Él dejó su pesadísima mercancía en la arena. No le importó que se manchara.


—Matu— contestó tiernamente. Acto seguido, sacó una botella de agua fría y tendió el brazo. —¿Quieres? Hace mucho calor—. Su imperfecto español le hacía parecer aún más tierno. Me sentí francamente agradecida.


Aquello fue el inicio de una larga y entretenida conversación. Él llevaba mucho tiempo sin charlar así con nadie. Más que vender, necesitaba dejar de ser invisible, sentirse escuchado como un ser humano.


Matu era muy transparente, simpático y divertido. No tenía ni un trocito de egoísmo: su atenta mirada mostraba un sincero interés por saber de mi vida, carente de méritos.

Sin embargo, aquella inspiradora sonrisa desapareció cuando le pregunté por su pasado. De sus ojos asomaron discretas lágrimas saladas, como las comprometidas aguas que le habían llevado hasta allí. Por el camino había dejado recuerdos, sentimientos únicos y personas que, sin duda, le habían marcado para siempre.


Tras secarse esas compungidas lágrimas, sacó de su bolsillo una pulsera que insistió en regalarme. A pesar de los años que han pasado, aún la llevo puesta.
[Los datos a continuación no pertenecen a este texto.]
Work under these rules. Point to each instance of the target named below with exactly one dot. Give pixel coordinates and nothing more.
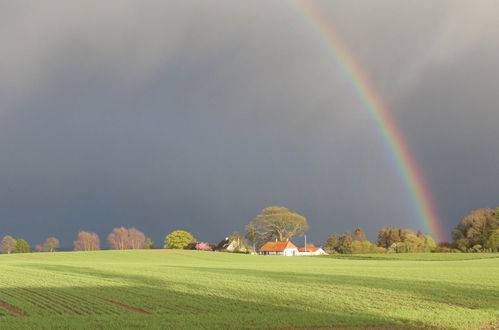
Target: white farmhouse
(279, 249)
(311, 251)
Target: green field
(188, 289)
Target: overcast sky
(195, 115)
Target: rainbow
(398, 149)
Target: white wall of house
(291, 252)
(314, 253)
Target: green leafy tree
(475, 229)
(22, 246)
(345, 241)
(384, 237)
(493, 241)
(359, 234)
(277, 222)
(365, 246)
(332, 242)
(179, 239)
(8, 244)
(253, 235)
(149, 244)
(51, 244)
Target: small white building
(279, 249)
(311, 251)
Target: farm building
(311, 251)
(279, 249)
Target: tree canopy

Cuando nos despedimos, acordamos vernos al día siguiente y, efectivamente, el miércoles al mediodía me presenté allí de nuevo. Estuve esperando tres horas, pero nunca apareció ni supe más de él.


Cuando Raúl me preguntó por la pulsera que llevaba atada a la muñeca, les conté a todos lo de Matu.


Aquella noche no se habló ni de chicas, ni de cervezas ni de la Champions. Los ídolos ya no se llamaban Messi, Neymar o Marcelo, y meter goles o tener dinero ya no fueron considerados hazañas.


Simplemente conté la anónima historia de un héroe sin capa que pudo quitar importancia a nuestras preocupaciones dando paso a la vitalidad e ilusión por estar vivos.